Librairies fermées, mais Fnac ouverte
Le fait que les boutiques Fnac soient, elles, autorisées à rester ouvertes, est à ce titre incompréhensible. Alors que les libraires s’étaient dotées d’un protocole de sécurité sanitaire éprouvé, les magasins Fnac, souvent immenses, pourront continuer leur activité au prétexte qu’ils vendent du matériel informatique “essentiel au télétravail”, comme s’en est indigné le député de la France insoumise Alexis Corbière.
Les magasins #FNAC vont finalement rester ouverts pendant le #confinement, au prétexte qu'ils vendent du matériel informatique "essentiel au télétravail". Soit. Mais qui comprendrait qu'ils puissent continuer à vendre des livres si les petites #librairies doivent, elles, fermer ?
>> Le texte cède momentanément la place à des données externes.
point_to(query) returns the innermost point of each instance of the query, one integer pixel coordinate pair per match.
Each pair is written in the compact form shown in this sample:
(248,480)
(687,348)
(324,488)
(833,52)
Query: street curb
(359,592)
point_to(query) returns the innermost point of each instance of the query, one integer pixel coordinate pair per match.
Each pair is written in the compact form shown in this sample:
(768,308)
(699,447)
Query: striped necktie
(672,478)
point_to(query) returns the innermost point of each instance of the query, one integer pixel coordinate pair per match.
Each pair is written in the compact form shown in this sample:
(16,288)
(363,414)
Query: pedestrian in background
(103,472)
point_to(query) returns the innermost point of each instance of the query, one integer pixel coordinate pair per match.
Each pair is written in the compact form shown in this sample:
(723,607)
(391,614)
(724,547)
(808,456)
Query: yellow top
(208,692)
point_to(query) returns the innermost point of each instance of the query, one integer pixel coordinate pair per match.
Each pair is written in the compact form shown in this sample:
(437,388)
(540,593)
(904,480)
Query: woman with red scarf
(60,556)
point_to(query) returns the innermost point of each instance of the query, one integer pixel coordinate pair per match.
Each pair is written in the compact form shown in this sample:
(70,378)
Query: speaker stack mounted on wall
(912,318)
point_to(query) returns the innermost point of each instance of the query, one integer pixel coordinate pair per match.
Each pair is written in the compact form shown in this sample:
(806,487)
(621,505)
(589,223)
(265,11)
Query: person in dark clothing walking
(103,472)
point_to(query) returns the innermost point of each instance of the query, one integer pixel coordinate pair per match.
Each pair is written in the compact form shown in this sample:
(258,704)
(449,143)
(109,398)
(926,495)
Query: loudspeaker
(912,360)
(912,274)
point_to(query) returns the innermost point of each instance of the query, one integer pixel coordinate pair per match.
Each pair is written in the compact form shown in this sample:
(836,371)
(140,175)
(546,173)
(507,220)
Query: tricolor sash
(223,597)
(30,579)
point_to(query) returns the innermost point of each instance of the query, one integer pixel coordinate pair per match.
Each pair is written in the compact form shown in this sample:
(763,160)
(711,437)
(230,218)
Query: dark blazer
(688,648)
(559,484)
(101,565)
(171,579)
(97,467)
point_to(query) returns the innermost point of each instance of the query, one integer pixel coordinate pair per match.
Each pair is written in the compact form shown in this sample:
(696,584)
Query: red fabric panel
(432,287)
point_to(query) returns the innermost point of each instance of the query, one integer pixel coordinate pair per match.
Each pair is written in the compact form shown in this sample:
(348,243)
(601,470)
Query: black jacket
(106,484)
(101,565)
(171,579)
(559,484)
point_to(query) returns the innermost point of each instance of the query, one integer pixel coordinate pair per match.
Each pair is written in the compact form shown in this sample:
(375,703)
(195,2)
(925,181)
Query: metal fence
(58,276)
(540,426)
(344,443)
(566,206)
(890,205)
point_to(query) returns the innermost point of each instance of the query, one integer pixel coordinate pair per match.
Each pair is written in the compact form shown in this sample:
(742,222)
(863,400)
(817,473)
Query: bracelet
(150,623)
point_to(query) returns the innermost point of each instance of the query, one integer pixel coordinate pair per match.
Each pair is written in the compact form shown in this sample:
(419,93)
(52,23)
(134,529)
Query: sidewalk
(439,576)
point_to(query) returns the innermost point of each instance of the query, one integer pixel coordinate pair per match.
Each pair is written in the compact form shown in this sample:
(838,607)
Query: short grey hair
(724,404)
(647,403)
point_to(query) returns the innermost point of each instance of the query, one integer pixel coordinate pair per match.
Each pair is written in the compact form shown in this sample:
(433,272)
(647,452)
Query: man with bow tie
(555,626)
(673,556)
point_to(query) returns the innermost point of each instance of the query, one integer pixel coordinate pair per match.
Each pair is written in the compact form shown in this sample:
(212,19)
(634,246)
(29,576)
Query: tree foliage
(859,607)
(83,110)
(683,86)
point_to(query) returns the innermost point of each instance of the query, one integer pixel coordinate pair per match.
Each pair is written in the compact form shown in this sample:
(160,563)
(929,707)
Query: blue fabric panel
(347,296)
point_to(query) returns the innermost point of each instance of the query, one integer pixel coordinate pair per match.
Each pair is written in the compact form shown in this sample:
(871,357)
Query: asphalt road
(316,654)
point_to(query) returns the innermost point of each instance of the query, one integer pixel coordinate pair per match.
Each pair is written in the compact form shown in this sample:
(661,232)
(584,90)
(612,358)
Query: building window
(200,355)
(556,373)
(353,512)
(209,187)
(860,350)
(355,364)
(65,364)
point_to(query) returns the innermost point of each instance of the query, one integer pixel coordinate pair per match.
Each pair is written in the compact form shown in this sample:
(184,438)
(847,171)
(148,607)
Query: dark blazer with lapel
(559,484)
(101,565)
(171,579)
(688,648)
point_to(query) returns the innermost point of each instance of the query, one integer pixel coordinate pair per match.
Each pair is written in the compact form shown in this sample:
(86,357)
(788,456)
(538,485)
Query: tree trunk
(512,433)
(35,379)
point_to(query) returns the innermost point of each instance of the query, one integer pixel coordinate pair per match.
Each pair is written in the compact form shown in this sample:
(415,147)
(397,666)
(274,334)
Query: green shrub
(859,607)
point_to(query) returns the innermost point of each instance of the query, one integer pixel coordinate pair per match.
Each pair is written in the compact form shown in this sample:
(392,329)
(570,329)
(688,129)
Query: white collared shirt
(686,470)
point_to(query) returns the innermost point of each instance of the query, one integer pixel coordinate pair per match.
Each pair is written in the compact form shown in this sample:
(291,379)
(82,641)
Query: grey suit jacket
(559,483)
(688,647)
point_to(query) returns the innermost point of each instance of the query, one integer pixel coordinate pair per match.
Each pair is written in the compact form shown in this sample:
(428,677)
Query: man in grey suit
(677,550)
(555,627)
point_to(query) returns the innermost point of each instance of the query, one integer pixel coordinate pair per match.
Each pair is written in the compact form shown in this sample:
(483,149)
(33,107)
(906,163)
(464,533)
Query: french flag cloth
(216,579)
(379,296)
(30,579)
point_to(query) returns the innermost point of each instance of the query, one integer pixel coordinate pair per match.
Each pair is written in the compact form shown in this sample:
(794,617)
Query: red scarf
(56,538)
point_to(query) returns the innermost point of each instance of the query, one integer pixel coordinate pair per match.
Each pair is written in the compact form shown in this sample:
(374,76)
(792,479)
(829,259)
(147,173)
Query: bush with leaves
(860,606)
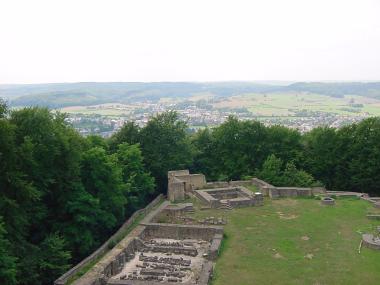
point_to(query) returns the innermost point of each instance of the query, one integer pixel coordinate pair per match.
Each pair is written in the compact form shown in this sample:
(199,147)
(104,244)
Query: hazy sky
(178,40)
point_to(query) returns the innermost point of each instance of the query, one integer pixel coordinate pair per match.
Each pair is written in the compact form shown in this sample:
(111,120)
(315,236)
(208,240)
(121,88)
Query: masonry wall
(104,248)
(173,231)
— Alexis Corbière (@alexiscorbiere) October 29, 2020
https://twitter.com/GregoryBlachier/status/1321853783731773441
Le “click and collect” n’est pour sa part pas suffisant pour consoler les librairies : “Il n’y a pas de commune mesure entre l’activité normale d’une librairie et du click and collect ou des expéditions qui ne représentent qu’un pis-aller, guère plus de 10 % de l’activité”, a expliqué Philippe Touron, directeur de la librairie Le Divan, à Paris, dans Le Monde.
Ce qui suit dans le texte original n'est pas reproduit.